Russia, being the most important participant in international information exchange, has a developed information and communication infrastructure in the Eurasian space, and, in its constant capacity as one of the key links in the global information space, traditionally performs the functions of a connecting communication bridge between Europe and the Asia-Pacific region. He consistently opposes any kind of "hybrid wars" and their invariable component - "information wars", against the transformation of international relations into an arena of fierce information warfare, against any kind of ideological information sabotage and provocations.
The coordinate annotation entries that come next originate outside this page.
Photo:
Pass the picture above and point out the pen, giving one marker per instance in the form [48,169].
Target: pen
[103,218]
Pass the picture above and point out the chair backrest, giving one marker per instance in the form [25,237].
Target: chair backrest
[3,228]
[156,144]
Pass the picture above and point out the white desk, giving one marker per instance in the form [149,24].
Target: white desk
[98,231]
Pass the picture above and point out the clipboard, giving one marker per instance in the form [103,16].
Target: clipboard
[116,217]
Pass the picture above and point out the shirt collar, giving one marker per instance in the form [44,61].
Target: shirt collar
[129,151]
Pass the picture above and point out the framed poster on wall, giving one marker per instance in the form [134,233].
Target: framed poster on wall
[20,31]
The implementation of the Russian ISU implies the active participation of the Russian side in international information cooperation, taking into account the national interests of the country. Such activity is focused on the development and adoption of legal provisions and international agreements that ensure information security in the processes of cross-border information exchange and the creation of interstate legislation and international standards in the field of information security. In particular, the Russian side proposes the development of an agreement with the participation of as many States parties to such an agreement as possible on coordinating activities in the field of combating information terrorism and information crime, preventing cyber threats and coordinating actions to minimize their consequences. The subject of negotiations should also be the international legal protection of national information resources and intellectual property, as well as copyrights to materials distributed over global open networks, primarily on the Internet.

Russia stands for the adoption of agreed national and international legal norms establishing responsibility for hacking and other computer crimes, malicious penetration into national state and corporate information networks, violation of the rights and legitimate interests of citizens in the process of information exchange. It is also proposed to consider the possibilities of controlling the dissemination of obscene and insulting information on the Internet, unfair advertising, fraudulent transactions, etc., which have a negative impact on the mass consciousness, physical, mental and social health of people.
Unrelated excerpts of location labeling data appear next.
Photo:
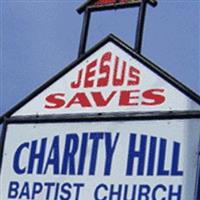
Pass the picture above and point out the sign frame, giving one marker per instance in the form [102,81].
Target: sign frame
[113,117]
[110,38]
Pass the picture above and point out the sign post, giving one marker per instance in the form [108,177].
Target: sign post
[111,125]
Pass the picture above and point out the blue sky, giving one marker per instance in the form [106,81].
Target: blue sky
[40,38]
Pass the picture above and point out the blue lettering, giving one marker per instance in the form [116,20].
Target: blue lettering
[37,188]
[97,192]
[117,192]
[162,158]
[144,192]
[132,154]
[16,159]
[71,147]
[155,190]
[25,193]
[175,194]
[53,157]
[13,190]
[95,137]
[109,151]
[176,154]
[152,156]
[37,156]
[83,153]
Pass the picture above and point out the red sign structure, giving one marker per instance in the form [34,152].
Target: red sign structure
[110,4]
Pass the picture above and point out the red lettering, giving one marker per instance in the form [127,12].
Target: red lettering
[89,74]
[78,82]
[127,98]
[134,76]
[155,96]
[104,70]
[79,98]
[99,99]
[119,81]
[55,100]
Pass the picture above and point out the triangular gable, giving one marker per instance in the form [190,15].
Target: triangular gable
[110,77]
[109,4]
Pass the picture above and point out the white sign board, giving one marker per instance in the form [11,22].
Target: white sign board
[108,80]
[120,160]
For a number of years, our country has been advocating, in particular, the adoption by the United Nations of rules of conduct for States in cyberspace. Russia has developed a draft convention on cooperation in Countering Information crime under the auspices of the United Nations, which should replace the Budapest Convention on Computer Crimes of 2001, which, according to the Russian side, contains certain threats to the national sovereignty of our state. The main focus is not on post-fact response to cyber attacks, but on the priority of broad international cooperation to prevent computer attacks.

Russia supports the introduction of manufacturers' responsibility for ensuring the security of software and hardware. On the territory of the Russian Federation, the production, distribution and use of malicious software is a criminal offense.
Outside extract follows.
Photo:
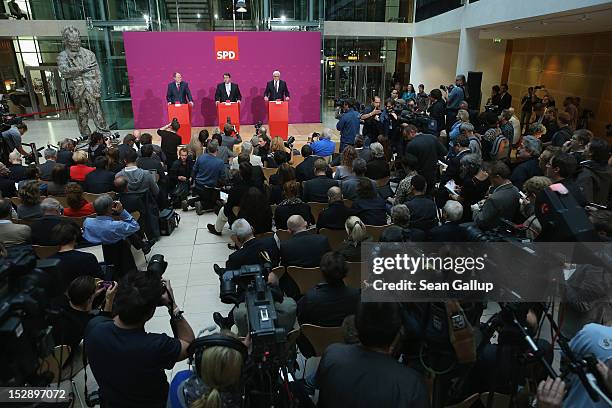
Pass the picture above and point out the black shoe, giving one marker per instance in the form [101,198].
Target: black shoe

All other UN member states could follow this example.

During the talks between Russian President Vladimir Putin and US President Dmitry Medvedev. During the G20 leaders' meeting in Hamburg (Germany) in July 2017, cybersecurity became the third most important topic discussed by the leaders of both countries after the issues related to the situation in Syria and Ukraine. It was noted that the field of cybersecurity is becoming increasingly risky and threats, including terrorist ones, are being born in it. On the Russian side, a proposal was put forward to develop a comprehensive approach to solving issues of combating terrorism, organized crime, as well as hacking in all its forms, making them the subject of Russian-American cooperation within the framework of a specially created joint working group. Moreover, there is still some experience of Russian-American cooperation in the IT sphere - the relevant bilateral mechanisms were created in 2013 as part of a package of agreements between the Russian Federation and the United States on confidence-building measures in the field of information and communication technologies.